Species identification and genetic diversity of Aedes in Penang (Malaysia) based on Cytochrome Oxidase Subunit I

Cases of dengue fever are expanding globally and recently it was identified as being notable in remote/rural regions in South-East Asia in spite of the previous belief that it is outbreak to urban areas, especially in Malaysia. In an effort to constraint, the extent of the virus, the most important thing is to know the distribution of the vector that causes the disease. This research aims to recognize all species of mosquitoes distributed in Penang utilizing DNA barcode method in which the mtDNA cytochrome oxidase subunit 1 (COI) as a gene marker. Approximately 497 larvae of mosquitoes were obtained from four regions in Penang, Malaysia namely Central Seberang Perai, North Seberang Perai, North East, and South West of Penang.

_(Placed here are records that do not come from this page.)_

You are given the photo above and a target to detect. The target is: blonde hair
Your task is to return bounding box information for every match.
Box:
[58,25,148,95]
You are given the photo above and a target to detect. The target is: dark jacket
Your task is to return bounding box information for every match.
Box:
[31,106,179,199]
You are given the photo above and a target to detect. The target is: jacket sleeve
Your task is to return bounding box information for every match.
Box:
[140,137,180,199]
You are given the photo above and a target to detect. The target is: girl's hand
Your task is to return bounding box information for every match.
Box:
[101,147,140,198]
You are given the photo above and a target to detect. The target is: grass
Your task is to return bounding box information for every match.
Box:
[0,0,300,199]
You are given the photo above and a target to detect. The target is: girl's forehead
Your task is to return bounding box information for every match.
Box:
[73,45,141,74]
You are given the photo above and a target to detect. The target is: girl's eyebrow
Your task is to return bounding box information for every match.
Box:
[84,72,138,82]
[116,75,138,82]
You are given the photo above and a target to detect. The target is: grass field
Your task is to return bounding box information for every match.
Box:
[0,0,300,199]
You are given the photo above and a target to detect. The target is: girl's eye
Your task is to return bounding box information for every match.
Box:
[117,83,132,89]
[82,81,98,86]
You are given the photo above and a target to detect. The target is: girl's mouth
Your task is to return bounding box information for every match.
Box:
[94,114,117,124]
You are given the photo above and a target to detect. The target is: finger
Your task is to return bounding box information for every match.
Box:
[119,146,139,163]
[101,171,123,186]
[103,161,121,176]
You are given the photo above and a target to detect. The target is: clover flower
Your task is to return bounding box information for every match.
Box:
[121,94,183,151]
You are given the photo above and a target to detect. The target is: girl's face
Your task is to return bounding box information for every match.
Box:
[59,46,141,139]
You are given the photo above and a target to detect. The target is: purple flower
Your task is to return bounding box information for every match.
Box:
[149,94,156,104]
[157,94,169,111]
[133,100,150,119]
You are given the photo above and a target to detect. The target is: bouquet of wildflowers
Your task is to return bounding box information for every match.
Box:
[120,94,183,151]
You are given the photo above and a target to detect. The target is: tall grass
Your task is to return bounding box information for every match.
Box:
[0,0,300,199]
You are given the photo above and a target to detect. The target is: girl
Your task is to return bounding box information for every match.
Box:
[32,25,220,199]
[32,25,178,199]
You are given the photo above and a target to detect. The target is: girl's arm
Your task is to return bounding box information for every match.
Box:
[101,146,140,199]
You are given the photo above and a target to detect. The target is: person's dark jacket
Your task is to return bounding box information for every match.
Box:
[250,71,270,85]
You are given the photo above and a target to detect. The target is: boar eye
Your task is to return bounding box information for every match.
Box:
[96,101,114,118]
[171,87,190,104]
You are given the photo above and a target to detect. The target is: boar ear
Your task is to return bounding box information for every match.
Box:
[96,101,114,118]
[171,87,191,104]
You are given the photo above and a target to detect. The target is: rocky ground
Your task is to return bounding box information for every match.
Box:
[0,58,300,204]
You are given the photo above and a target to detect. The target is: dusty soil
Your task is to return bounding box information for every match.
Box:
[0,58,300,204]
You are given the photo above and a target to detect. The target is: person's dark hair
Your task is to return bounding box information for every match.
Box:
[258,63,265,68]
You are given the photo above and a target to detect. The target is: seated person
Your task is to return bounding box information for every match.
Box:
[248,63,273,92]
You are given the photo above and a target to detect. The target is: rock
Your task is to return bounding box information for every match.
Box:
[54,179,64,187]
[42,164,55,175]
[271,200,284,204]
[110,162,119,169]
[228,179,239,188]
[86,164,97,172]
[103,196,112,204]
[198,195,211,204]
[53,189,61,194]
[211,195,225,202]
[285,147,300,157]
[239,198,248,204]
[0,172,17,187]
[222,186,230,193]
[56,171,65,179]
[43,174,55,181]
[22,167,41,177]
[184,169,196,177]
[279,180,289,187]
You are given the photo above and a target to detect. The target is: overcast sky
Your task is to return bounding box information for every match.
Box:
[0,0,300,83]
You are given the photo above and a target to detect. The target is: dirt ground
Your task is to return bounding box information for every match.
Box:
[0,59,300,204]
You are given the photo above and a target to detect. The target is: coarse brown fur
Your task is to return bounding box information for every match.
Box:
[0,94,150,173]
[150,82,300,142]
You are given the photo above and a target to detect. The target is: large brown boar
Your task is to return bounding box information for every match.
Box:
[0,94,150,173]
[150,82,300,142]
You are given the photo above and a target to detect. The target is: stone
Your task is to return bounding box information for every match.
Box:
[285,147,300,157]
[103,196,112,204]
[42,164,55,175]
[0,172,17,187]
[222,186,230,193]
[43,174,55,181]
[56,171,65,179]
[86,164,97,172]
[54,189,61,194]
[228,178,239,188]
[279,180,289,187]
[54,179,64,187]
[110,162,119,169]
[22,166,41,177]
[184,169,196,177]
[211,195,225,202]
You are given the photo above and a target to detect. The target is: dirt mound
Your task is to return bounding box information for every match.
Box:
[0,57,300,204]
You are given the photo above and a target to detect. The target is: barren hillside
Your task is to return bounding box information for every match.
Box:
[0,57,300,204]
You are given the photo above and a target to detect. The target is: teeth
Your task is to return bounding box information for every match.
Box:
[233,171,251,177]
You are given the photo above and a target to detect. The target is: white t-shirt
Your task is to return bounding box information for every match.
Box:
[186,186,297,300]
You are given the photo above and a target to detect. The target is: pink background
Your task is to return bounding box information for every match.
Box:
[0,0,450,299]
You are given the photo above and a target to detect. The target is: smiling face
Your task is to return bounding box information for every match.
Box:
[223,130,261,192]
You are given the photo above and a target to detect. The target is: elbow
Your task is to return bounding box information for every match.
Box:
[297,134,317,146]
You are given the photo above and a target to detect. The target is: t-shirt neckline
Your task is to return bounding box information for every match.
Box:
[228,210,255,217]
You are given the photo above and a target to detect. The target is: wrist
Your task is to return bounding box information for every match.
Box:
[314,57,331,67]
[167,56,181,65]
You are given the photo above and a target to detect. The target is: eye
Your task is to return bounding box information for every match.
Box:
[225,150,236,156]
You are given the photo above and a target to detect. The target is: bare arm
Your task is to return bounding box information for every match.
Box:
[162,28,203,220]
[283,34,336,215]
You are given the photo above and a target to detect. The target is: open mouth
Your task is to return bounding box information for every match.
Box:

All samples were extracted and PCR amplified. Sequences were employed in BLAST of GenBank and aligned with MUSCLE. The ABGD analysis was performed to partition all the samples and substitution saturation analysis was employed in DAMBE. Phylogenetic relationships among nucleotides were reconstructed utilizing Maximum Likelihood (ML) and Neighbor-Joining (NJ) calculated following Kimura 2-parameter. Tatra and interspecific genetic variation among population were also conducted based on Tamura-Nei parameter and all analyses were employed in MEGA version 6.0. As a result, COI gene has successfully recognized all larvae obtained in this study. We found a total of six species (including outgroup sequence) as revealed by BLASTn, ABGD and phylogenetic analysis. Genetic distance test has further supported the results. This study revealed that there is no visible population structure and all species have a uniform distribution throughout all sampling locations in Penang. We also found that Ae. albopictus has occupied most areas in Penang, and this includes urban locations, hence, suggest that Ae. albopictus probably succeed Ae. aegypti as the main vector for dengue virus in Penang.